Interiors reflects upon this present moment in time through the lens of the next generation of dance artists. The idea of the present moment is explored literally in The Kitchen Sink, an assemblage of movement generated by the freshman improvisation course this semester. The movement is performed spontaneously by dancers in a predetermined structure to an improvised score. The dance itself is unique each time it is performed.
Sophomore dancer major, Hannah Weinmaster, brings us two pieces on the program. Conformity Exchange, a piece for four women, explores conformity and the obsession with money. The dancers dressed identically at first, gradually break from the norm and find their individuality.
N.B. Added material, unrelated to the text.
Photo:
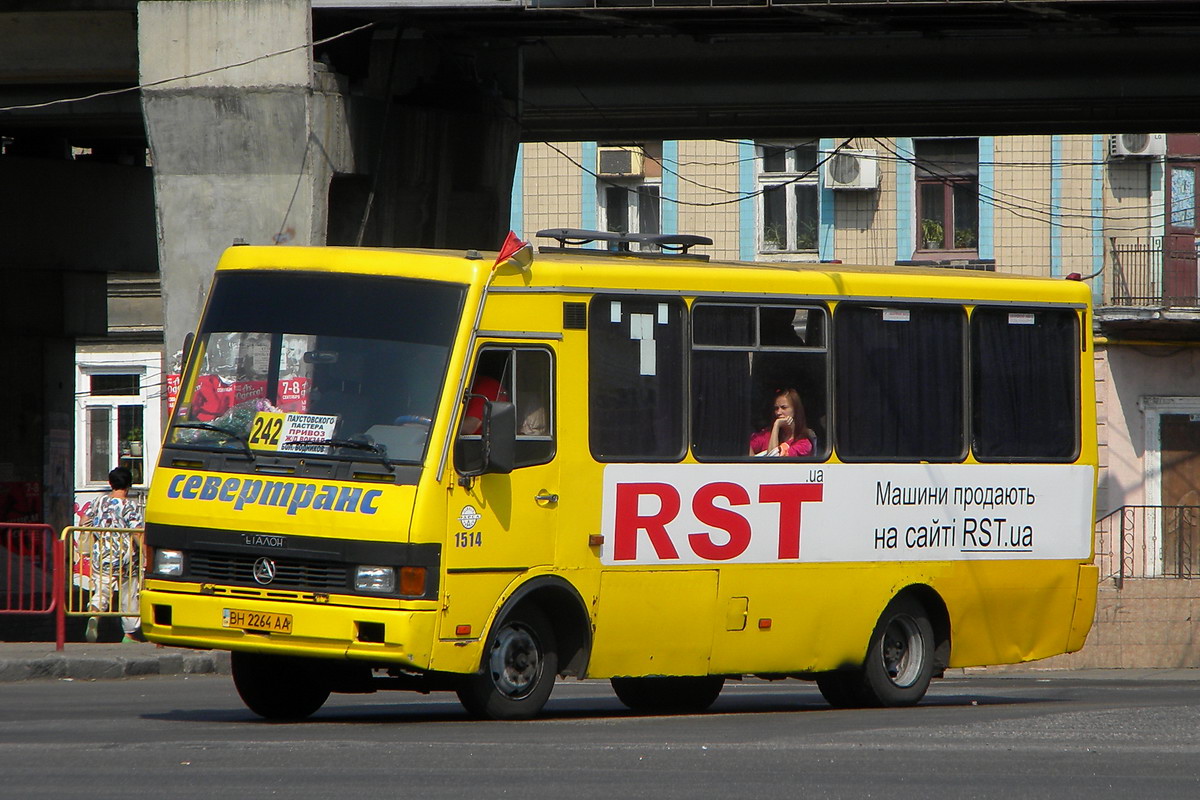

Do you hear me?, also created by Weinmaster, is another story of wanting, but this time it is the story of one girl who desires for a real, true love; one that is genuine and full of life. Throughout the piece she goes through trials of rejection, loneliness, self judgement, doubt, anger, impatience, confusion, repetition of state, and trust, only to find herself alone in the end.
Jared Baker has returned this year as an M.F.A. candidate and Graduate College Fellow after graduating with his B.F.A. from UA Dance in 2013. Two of his works are also on the program. Closing Soliloquy, is a solo Baker performs himself. It stems from the realization that his body is aging and that the mobile, limber instrument he once had no longer exists in its full capacity. The solo is intimate, as though the audience isn’t, and shouldn’t, be present.
In his piece Flight, Baker reflects back on his experience leaving college and entering the professional world for the first time. For him, as for many, it was the failures at first that eventually led him to hone his craft and excel. Flight is an offering to those on this precipice, ready to discover how to find their wings.